In one embodiment, fine fiber composite filaments may be used. The diameter of the fine fiber composite filaments may be 0.1mm to 0.9 mm. The diameter of the fine fiber composite filaments may be the same as or greater than the diameter of the polymer layer. In the latter case, several polymer layers may be applied on top of/under/around one layer of fibre composite filaments.

In one embodiment, the fiber reinforced composite filaments are pre-impregnated with a thermoplastic matrix material. The matrix material of the composite fiber filaments (and the polymer filaments printed by the printing unit 6003D) is thermoplastic; therefore, no photocuring is required.

In one embodiment, the pre-impregnated fiber reinforced composite filaments 800 are heated in a first heating zone 1 in which the temperature is set above the melting temperature of the matrix material before the fiber reinforced composite filaments enter the heating nozzle 2. An additional heating zone 1 is therefore located before the heating nozzle 2. This additional heating zone 1 can speed up the 3D printing process, as the material is heated before entering the heating nozzle 2. The preheating in the additional heating zone 1 can also improve the consolidation of the printed fiber filaments with the previously printed material layer of the component as the heating of the fiber filaments improves. This may be beneficial, especially when higher printing speeds are used. The temperature in the additional heating zone 1 is above the melting temperature of the matrix polymer material.

In one exemplary method, the fiber-reinforced composite filament feed rate may be adjusted. The fiber-reinforced composite filament feed rate need not be linear and/or constant. The feed zone of the fiber-reinforced composite filaments is not kept completely below the melting temperature of the thermoplastic matrix material, since the heating zone 1, in which the matrix material is preheated, is located in the feed zone of the fiber-reinforced composite filaments 800. The feed zone of the fiber-reinforced composite filament 800 is not completely cold.
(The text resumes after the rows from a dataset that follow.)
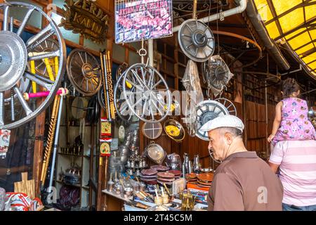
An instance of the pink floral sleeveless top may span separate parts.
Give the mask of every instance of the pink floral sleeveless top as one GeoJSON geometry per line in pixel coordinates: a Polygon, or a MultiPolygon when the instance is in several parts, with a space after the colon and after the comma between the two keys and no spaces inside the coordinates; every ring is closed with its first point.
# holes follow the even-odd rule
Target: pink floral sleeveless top
{"type": "Polygon", "coordinates": [[[316,131],[308,120],[308,106],[305,100],[288,98],[282,100],[282,121],[272,143],[280,141],[316,139],[316,131]]]}

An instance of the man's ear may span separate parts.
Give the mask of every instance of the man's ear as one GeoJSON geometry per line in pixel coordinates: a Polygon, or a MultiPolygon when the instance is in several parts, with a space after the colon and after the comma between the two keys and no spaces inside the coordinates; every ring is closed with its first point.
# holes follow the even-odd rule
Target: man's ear
{"type": "Polygon", "coordinates": [[[231,144],[232,142],[232,135],[230,133],[226,132],[224,134],[225,138],[226,139],[226,140],[228,141],[229,144],[231,144]]]}

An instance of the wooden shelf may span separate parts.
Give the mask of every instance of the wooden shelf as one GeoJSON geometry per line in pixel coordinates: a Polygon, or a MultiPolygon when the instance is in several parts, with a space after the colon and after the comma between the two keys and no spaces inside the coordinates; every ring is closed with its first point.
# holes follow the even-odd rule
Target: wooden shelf
{"type": "Polygon", "coordinates": [[[77,156],[77,157],[83,157],[83,156],[87,156],[87,155],[74,155],[74,154],[66,154],[66,153],[58,153],[59,155],[67,155],[67,156],[77,156]]]}
{"type": "Polygon", "coordinates": [[[64,181],[56,181],[58,183],[59,183],[59,184],[64,184],[64,185],[72,186],[76,187],[76,188],[81,188],[80,184],[66,184],[66,183],[65,183],[64,181]]]}
{"type": "Polygon", "coordinates": [[[116,195],[114,193],[112,193],[112,192],[107,191],[107,190],[106,190],[106,189],[105,190],[103,190],[102,192],[105,193],[105,194],[107,194],[107,195],[110,195],[111,196],[113,196],[114,198],[119,198],[120,200],[122,200],[126,201],[126,202],[129,202],[130,200],[133,198],[133,196],[130,197],[131,199],[123,198],[123,197],[121,196],[121,195],[116,195]]]}

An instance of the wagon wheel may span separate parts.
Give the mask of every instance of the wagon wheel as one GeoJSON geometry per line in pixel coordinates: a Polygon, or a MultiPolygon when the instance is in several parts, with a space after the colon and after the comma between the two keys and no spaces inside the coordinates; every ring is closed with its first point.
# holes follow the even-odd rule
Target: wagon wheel
{"type": "Polygon", "coordinates": [[[57,25],[41,8],[25,3],[11,1],[0,4],[0,12],[4,15],[2,30],[0,31],[0,129],[12,129],[34,119],[51,104],[65,72],[66,48],[57,25]],[[27,12],[15,33],[11,22],[9,26],[8,15],[12,9],[19,8],[27,9],[27,12]],[[48,25],[25,42],[21,34],[35,11],[46,18],[48,25]],[[52,36],[58,42],[58,50],[41,52],[34,50],[52,36]],[[41,75],[32,74],[27,68],[30,61],[55,57],[59,65],[53,81],[41,75]],[[32,103],[34,102],[32,101],[27,102],[19,86],[21,79],[36,82],[50,91],[48,96],[39,105],[32,103]],[[15,94],[16,98],[5,104],[5,93],[8,91],[15,94]]]}
{"type": "MultiPolygon", "coordinates": [[[[37,47],[36,47],[34,50],[36,52],[41,52],[41,51],[57,51],[59,49],[58,42],[52,39],[48,38],[46,40],[43,41],[41,44],[39,44],[37,47]]],[[[50,58],[48,63],[51,65],[51,69],[54,75],[56,74],[57,68],[55,68],[54,58],[50,58]]],[[[48,72],[47,71],[47,67],[45,65],[45,60],[44,59],[40,60],[34,61],[35,63],[35,70],[37,74],[40,75],[43,75],[47,77],[49,77],[48,72]]]]}
{"type": "Polygon", "coordinates": [[[236,107],[235,106],[234,103],[232,103],[230,101],[224,98],[216,98],[214,101],[217,101],[218,102],[220,103],[223,105],[224,105],[230,115],[237,116],[236,107]]]}
{"type": "Polygon", "coordinates": [[[226,108],[218,101],[206,100],[199,103],[197,106],[197,136],[202,140],[209,141],[207,131],[201,131],[199,130],[201,127],[220,115],[228,114],[226,108]]]}
{"type": "Polygon", "coordinates": [[[70,53],[67,60],[67,74],[76,90],[84,96],[94,95],[101,86],[99,63],[85,50],[74,49],[70,53]]]}
{"type": "MultiPolygon", "coordinates": [[[[136,119],[133,114],[131,112],[131,111],[129,108],[129,105],[127,105],[126,98],[124,97],[122,91],[123,91],[123,86],[122,86],[122,82],[123,82],[123,76],[125,73],[123,73],[121,75],[119,78],[117,79],[117,84],[115,84],[114,90],[114,107],[115,110],[117,112],[117,115],[119,118],[121,118],[123,121],[128,122],[128,123],[136,123],[138,122],[139,120],[138,117],[136,119]]],[[[130,91],[133,91],[135,88],[133,86],[131,86],[131,82],[129,82],[129,81],[133,81],[133,77],[129,77],[127,79],[127,89],[130,91]]],[[[134,82],[134,81],[133,81],[134,82]]],[[[102,90],[103,89],[101,89],[102,90]]],[[[100,92],[100,91],[99,91],[100,92]]],[[[102,91],[103,93],[103,91],[102,91]]],[[[103,94],[102,94],[102,96],[104,96],[103,94]]],[[[105,104],[103,98],[103,105],[104,108],[105,108],[105,104]]]]}
{"type": "Polygon", "coordinates": [[[166,81],[156,69],[142,63],[134,64],[126,70],[123,84],[126,108],[129,107],[140,120],[155,123],[166,118],[170,111],[171,94],[166,81]],[[130,76],[134,82],[129,80],[130,76]],[[133,91],[128,90],[126,81],[133,86],[133,91]],[[158,89],[158,85],[162,88],[158,89]]]}

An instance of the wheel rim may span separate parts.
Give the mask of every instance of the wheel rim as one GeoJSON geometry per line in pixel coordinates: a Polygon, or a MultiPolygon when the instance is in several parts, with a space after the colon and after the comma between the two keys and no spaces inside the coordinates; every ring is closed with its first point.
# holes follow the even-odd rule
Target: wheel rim
{"type": "MultiPolygon", "coordinates": [[[[0,46],[1,46],[1,51],[6,51],[4,46],[7,47],[10,46],[10,47],[13,48],[15,47],[14,44],[20,45],[20,46],[17,49],[17,51],[20,51],[20,52],[19,52],[19,56],[9,56],[11,58],[11,62],[14,62],[14,58],[12,58],[13,57],[20,57],[19,58],[21,60],[19,63],[18,67],[15,68],[14,74],[12,74],[13,70],[11,70],[10,72],[11,77],[14,77],[12,81],[7,82],[7,80],[6,80],[6,77],[5,73],[3,71],[0,72],[1,77],[4,78],[1,83],[4,84],[1,86],[1,91],[0,91],[0,129],[12,129],[30,121],[37,115],[40,114],[51,104],[60,86],[61,79],[65,73],[66,48],[61,32],[57,25],[41,8],[25,3],[12,1],[10,2],[10,4],[0,4],[0,9],[2,9],[4,14],[3,29],[0,31],[0,36],[1,37],[1,38],[0,38],[0,41],[1,41],[1,44],[0,44],[0,46]],[[9,31],[11,29],[9,29],[8,22],[9,11],[13,8],[24,8],[27,9],[27,12],[25,15],[24,18],[22,20],[20,26],[16,33],[13,33],[11,30],[9,31]],[[48,22],[48,25],[26,42],[24,42],[23,41],[21,42],[22,39],[20,36],[24,30],[28,20],[34,11],[39,12],[42,16],[45,17],[48,22]],[[11,43],[8,41],[3,40],[3,37],[5,36],[10,36],[11,37],[11,43]],[[36,53],[34,49],[51,36],[54,36],[58,40],[58,45],[60,46],[58,50],[51,52],[41,52],[39,53],[36,53]],[[59,66],[58,72],[55,75],[54,82],[40,75],[34,75],[31,74],[29,69],[27,68],[27,62],[39,60],[46,58],[51,58],[55,57],[58,57],[59,66]],[[36,105],[37,104],[32,104],[33,108],[31,109],[29,105],[30,104],[23,98],[20,86],[18,85],[18,83],[21,79],[26,79],[29,81],[31,80],[35,82],[40,86],[43,86],[47,91],[50,91],[48,96],[45,98],[39,106],[36,105]],[[16,96],[16,99],[15,99],[15,101],[13,102],[7,101],[5,105],[4,92],[10,89],[11,89],[13,93],[14,93],[16,96]],[[17,108],[20,108],[21,110],[18,110],[17,108]],[[7,113],[7,112],[11,112],[11,113],[7,113]],[[13,114],[15,117],[19,117],[20,119],[13,120],[13,114]],[[10,118],[10,115],[11,118],[10,118]]],[[[16,52],[15,53],[16,53],[16,52]]],[[[6,54],[6,56],[8,56],[8,55],[6,54]]],[[[6,59],[6,62],[8,61],[9,60],[6,59]]],[[[3,62],[4,63],[2,60],[1,63],[4,65],[3,62]]],[[[2,66],[0,68],[2,68],[2,66]]],[[[13,96],[13,95],[12,95],[12,96],[13,96]]]]}
{"type": "Polygon", "coordinates": [[[125,72],[123,84],[123,94],[129,109],[140,120],[155,123],[166,118],[170,111],[171,94],[166,81],[156,69],[142,63],[135,64],[125,72]],[[135,82],[128,80],[129,76],[134,78],[135,82]],[[131,82],[133,91],[128,91],[126,81],[131,82]],[[160,84],[162,89],[157,87],[160,84]]]}

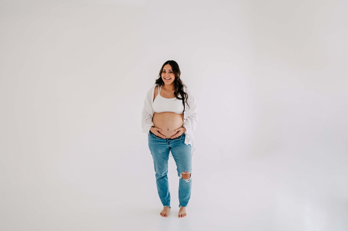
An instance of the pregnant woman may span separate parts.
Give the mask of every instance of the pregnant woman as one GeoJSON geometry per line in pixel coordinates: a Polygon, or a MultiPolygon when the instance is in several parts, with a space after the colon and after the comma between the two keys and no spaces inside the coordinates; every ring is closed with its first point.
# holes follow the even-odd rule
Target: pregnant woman
{"type": "Polygon", "coordinates": [[[175,61],[165,63],[155,84],[148,92],[142,119],[143,131],[148,134],[157,191],[167,217],[171,196],[167,174],[169,152],[176,164],[179,178],[179,217],[186,215],[191,197],[191,156],[195,149],[192,133],[197,124],[197,104],[190,90],[180,79],[175,61]]]}

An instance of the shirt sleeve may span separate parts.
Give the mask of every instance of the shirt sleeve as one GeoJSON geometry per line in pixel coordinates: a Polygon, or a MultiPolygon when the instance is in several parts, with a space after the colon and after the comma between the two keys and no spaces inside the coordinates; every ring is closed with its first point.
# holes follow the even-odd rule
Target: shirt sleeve
{"type": "Polygon", "coordinates": [[[186,105],[188,108],[187,116],[184,122],[183,127],[186,129],[185,132],[185,135],[190,135],[195,131],[198,122],[198,106],[196,99],[193,94],[187,88],[187,93],[188,93],[188,98],[186,103],[189,106],[186,105]]]}
{"type": "Polygon", "coordinates": [[[153,96],[151,97],[151,89],[150,89],[147,93],[146,97],[144,101],[144,107],[143,108],[141,126],[143,132],[145,133],[149,133],[151,126],[153,126],[153,123],[152,122],[153,113],[151,104],[151,100],[153,98],[153,96]]]}

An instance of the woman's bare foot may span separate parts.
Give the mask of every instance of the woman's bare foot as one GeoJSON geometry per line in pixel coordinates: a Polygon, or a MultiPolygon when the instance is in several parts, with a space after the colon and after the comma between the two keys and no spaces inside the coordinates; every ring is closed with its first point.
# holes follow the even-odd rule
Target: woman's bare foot
{"type": "Polygon", "coordinates": [[[170,209],[170,208],[166,206],[163,208],[163,210],[161,211],[161,213],[160,214],[162,216],[168,216],[168,215],[169,215],[169,210],[170,209]]]}
{"type": "Polygon", "coordinates": [[[180,209],[179,209],[179,215],[178,216],[179,217],[183,217],[186,215],[186,208],[185,207],[181,206],[180,207],[180,209]]]}

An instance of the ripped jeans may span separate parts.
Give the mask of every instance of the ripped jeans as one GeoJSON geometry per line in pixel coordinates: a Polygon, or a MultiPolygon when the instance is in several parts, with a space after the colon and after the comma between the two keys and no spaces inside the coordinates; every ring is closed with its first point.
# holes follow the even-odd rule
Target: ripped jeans
{"type": "Polygon", "coordinates": [[[148,137],[149,148],[153,159],[157,190],[163,207],[171,207],[171,195],[167,176],[169,151],[176,164],[177,175],[180,177],[179,207],[186,207],[191,195],[192,170],[191,146],[184,143],[185,133],[175,139],[163,139],[150,131],[148,137]],[[189,172],[185,174],[190,174],[188,179],[182,177],[183,173],[186,173],[185,172],[189,172]]]}

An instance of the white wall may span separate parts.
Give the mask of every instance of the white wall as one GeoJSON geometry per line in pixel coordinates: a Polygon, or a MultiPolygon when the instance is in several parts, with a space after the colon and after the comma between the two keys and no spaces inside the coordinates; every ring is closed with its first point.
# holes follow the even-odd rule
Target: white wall
{"type": "Polygon", "coordinates": [[[347,6],[2,0],[1,204],[58,185],[124,196],[106,182],[152,174],[141,111],[168,60],[199,105],[194,169],[261,160],[347,192],[347,6]]]}

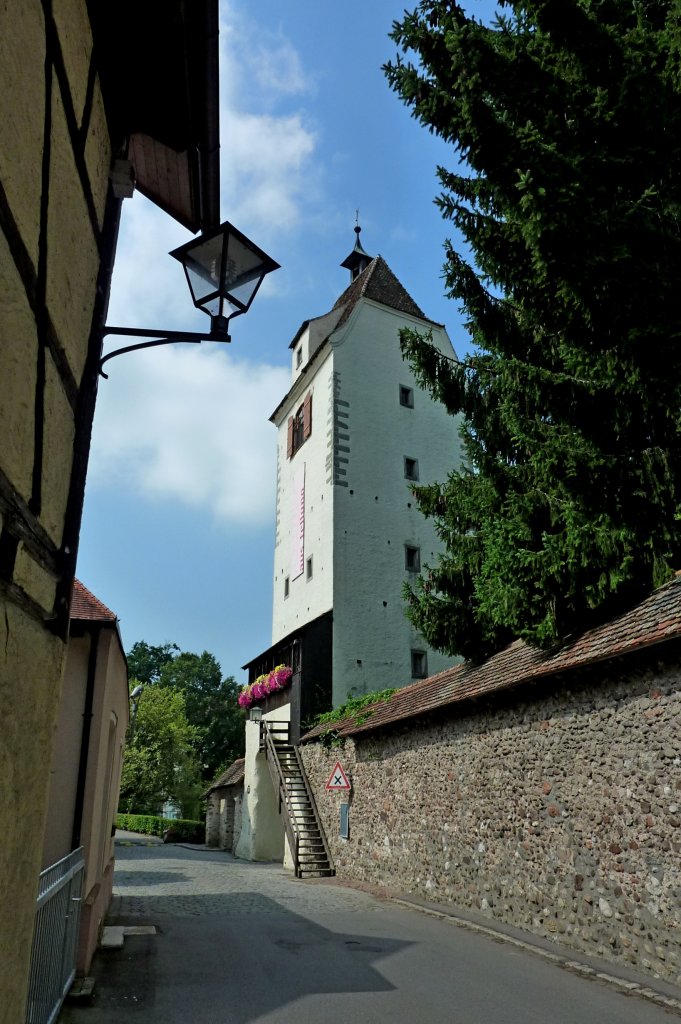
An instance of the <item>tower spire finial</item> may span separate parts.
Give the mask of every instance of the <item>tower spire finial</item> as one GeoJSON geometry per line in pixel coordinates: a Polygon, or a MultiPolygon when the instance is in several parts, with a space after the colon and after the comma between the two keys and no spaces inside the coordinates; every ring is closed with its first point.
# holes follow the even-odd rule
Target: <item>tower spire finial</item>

The first thermal break 7 between the heating zone 1 and the heating zone 2 is unheated, and the temperature in the first thermal break 7 may be lower than the temperature in the heating zone 1 and the heating zone 2. The function of the thermal break zone 7 is to form a temperature gap between the heating zone 1 and the heating nozzle 2. The thermal break zone 7/the resulting temperature gap enables independent control of the temperature of the heating zone 1 and the heating nozzle 2.

In one embodiment, the printing unit 400 (see fig. 1) for the support material is arranged to 3D print the support material to be removed from the final 3D printed part. The printing unit 600 for polymer is arranged to 3D print the perimeter (surface), fine details and/or thin polymer filled structures of the 3D printed part. The printing unit 500 for composite fibre filaments is arranged to 3D print a continuous fibre reinforcement having a relatively high layer thickness (typically higher than the layer thickness of the polymer) and a relatively wide line width (typically wider than the line width of the polymer, but may also be the same or thinner than the polymer line width). The continuous fiber reinforcement is a composite fiber filament comprising fiber filaments pre-impregnated with a thermoplastic matrix material. The nozzles of the printing units 400, 500, 600 may be circular.

The heating nozzle 2 is surrounded by a compacting ring 9, which may be unheated and made of an insulator material. Alternatively, the compacting ring 9 may be heated and made of a material that is effectively thermally conductive, such as metal. The gap between the heating nozzle 2 and the print bed (build platen 100) or previously printed material layer (part 700) may be greater than or equal to the gap between the print bed 100 or previously printed material layer 700 and the compacting ring 9.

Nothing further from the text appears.